Which in turn led to some fun finds; Small Spine Sea Stars (Echinaster spinulosus), Atlantic Purple Sea Urchins (Arbacia punctulata), Keyhole Sand Dollars (Mellita tenuis), Atlantic Horseshoe Crab molts (Limulus polyphemus), a Giant Red Hermit Crab (Petrochirus diogenes) occupying a Horse Conch (Triplofusus giganteus), and a vibrant crimson sea pork (the most colorful one I’ve yet seen).
This was my first visit to the park in awhile, the gulf waters around the park had suffered a late-in-the-year outbreak of red tide last month.
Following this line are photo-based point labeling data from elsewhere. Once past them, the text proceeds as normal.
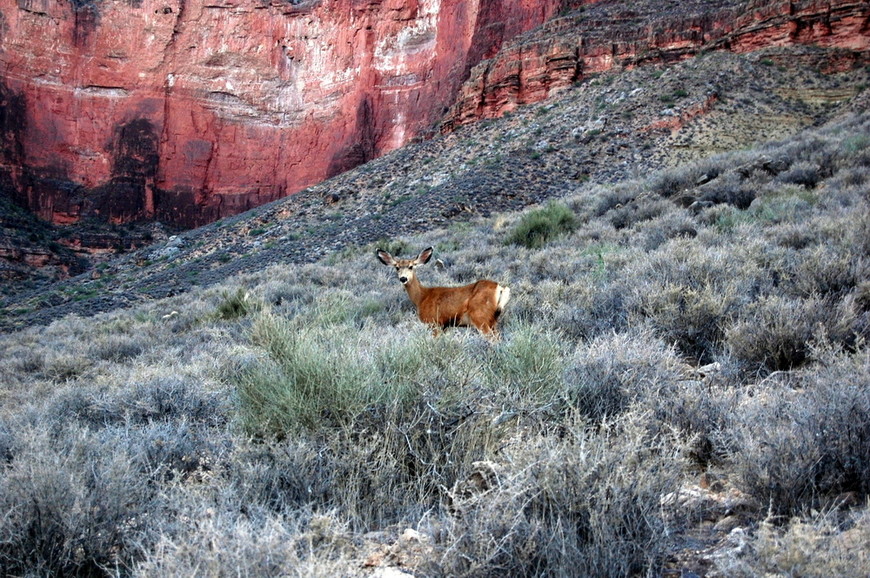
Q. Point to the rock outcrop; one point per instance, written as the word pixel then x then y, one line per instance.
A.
pixel 191 110
pixel 186 111
pixel 608 34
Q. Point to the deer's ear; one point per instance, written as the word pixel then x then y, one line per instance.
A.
pixel 385 257
pixel 425 255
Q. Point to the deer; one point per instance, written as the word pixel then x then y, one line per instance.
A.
pixel 479 304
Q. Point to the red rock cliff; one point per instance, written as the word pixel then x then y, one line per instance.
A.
pixel 191 110
pixel 611 33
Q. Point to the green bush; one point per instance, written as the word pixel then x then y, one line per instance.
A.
pixel 539 227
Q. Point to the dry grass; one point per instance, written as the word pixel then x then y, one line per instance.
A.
pixel 297 420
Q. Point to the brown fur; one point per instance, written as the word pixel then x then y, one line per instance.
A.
pixel 479 304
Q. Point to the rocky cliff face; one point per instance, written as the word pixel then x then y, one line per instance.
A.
pixel 191 110
pixel 610 34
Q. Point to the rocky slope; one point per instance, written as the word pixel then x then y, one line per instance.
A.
pixel 609 35
pixel 186 111
pixel 618 126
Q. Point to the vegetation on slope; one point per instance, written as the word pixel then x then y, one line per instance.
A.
pixel 683 381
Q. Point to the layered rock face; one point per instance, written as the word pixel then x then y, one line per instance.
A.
pixel 187 111
pixel 610 34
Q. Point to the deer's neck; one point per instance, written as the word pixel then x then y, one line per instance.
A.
pixel 415 290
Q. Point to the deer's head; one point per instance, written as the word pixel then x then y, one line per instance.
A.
pixel 405 267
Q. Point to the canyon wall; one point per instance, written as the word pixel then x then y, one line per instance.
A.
pixel 187 111
pixel 607 34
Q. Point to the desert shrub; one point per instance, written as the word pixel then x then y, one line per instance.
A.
pixel 160 399
pixel 668 226
pixel 804 173
pixel 528 365
pixel 607 375
pixel 74 505
pixel 784 204
pixel 730 188
pixel 818 545
pixel 689 295
pixel 587 503
pixel 305 381
pixel 254 543
pixel 117 348
pixel 238 304
pixel 693 318
pixel 642 209
pixel 617 196
pixel 540 226
pixel 589 310
pixel 798 443
pixel 826 270
pixel 777 332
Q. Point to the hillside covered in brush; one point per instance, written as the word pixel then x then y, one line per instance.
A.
pixel 682 383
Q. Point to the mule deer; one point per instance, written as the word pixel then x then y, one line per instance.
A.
pixel 479 304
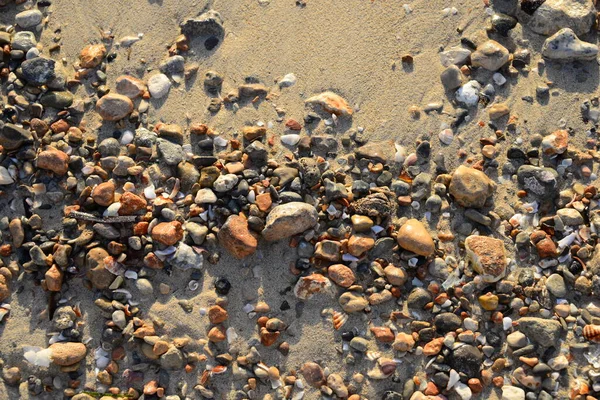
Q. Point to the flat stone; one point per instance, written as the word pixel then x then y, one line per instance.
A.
pixel 451 77
pixel 490 55
pixel 67 353
pixel 487 257
pixel 159 86
pixel 53 160
pixel 12 136
pixel 235 236
pixel 554 15
pixel 543 332
pixel 289 219
pixel 29 18
pixel 414 237
pixel 308 286
pixel 38 71
pixel 91 56
pixel 470 187
pixel 113 107
pixel 332 103
pixel 130 86
pixel 564 45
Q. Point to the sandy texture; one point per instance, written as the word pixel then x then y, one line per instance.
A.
pixel 352 47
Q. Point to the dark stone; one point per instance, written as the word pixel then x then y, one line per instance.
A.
pixel 38 71
pixel 466 359
pixel 447 322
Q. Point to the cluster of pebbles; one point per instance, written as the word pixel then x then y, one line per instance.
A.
pixel 488 297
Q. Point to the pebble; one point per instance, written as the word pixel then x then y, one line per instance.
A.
pixel 28 19
pixel 114 107
pixel 67 353
pixel 564 45
pixel 91 56
pixel 554 15
pixel 38 71
pixel 235 236
pixel 490 55
pixel 414 237
pixel 468 94
pixel 288 219
pixel 332 103
pixel 487 257
pixel 159 86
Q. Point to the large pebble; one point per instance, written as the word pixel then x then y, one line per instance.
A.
pixel 414 237
pixel 564 45
pixel 289 219
pixel 159 85
pixel 114 107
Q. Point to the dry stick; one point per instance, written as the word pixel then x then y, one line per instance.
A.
pixel 105 220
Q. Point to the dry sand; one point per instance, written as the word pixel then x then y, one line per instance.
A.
pixel 350 46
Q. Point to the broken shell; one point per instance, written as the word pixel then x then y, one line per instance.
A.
pixel 446 136
pixel 592 333
pixel 339 319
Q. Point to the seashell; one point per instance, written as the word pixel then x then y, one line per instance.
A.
pixel 592 333
pixel 114 266
pixel 446 136
pixel 339 319
pixel 387 366
pixel 219 369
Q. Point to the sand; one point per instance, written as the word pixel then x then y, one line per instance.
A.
pixel 353 47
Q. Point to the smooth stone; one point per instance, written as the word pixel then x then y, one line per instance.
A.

Thankfully, that seems to have subsided, though the evidence remains.
The swashline was littered with fish carcasses, I didn’t spend much time up there (though I was excited to find the mouth plate of a drum fish). You can imagine the stench (thank goodness for the strong breeze). A large flock of Turkey Vultures (nature’s cleanup crew) was on hand, happily dealing with the mess.
My friend Alyssa joined me about noon and we spent the early part of the afternoon wandering the bayside of the park. The calm waters surprised us with several large Lightning Whelks (Sinistrofulgur perversum) and some juvenile Horseshoe Crabs.
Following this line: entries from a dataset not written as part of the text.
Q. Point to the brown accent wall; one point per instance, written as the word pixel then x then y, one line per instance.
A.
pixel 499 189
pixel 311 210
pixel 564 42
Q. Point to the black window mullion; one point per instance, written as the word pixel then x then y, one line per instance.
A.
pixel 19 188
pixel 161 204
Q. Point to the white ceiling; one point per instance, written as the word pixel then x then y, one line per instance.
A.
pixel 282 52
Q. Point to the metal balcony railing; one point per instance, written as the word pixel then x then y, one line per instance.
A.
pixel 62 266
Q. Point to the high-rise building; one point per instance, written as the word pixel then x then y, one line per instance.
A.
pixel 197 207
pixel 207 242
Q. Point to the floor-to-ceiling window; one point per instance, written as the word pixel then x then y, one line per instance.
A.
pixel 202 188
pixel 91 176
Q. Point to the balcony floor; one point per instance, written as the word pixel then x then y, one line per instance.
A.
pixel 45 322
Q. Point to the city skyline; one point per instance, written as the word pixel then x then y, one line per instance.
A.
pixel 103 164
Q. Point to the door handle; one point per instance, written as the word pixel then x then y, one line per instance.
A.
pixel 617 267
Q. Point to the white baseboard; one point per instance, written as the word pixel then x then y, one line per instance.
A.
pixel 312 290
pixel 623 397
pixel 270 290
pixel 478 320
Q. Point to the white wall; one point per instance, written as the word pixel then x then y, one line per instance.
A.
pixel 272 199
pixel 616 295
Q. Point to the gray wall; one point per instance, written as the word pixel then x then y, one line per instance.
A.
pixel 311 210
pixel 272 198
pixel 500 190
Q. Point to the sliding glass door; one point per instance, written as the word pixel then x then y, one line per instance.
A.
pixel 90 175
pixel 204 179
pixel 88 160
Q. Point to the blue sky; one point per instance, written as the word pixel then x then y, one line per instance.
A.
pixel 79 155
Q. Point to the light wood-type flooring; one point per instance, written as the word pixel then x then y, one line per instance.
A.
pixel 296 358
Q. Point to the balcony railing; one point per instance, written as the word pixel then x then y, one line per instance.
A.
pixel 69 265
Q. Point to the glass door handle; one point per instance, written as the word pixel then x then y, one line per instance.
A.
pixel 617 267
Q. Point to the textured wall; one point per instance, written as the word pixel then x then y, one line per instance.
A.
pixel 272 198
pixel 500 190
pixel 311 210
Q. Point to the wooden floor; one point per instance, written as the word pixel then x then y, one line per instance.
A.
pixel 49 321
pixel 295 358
They were the smallest I’ve ever seen and one had a translucent shell, which meant it had recently molted (an indicator that the eating is good in that area since they molt as they grow). Though once prolific in this area it is now a species of concern in the state. I reported our sightings to the Florida Fish and Wildlife Conservation Commission to help with their monitoring efforts.
Afterward we took our chairs to the beach to enjoy the last of the daylight, what a spectacular day!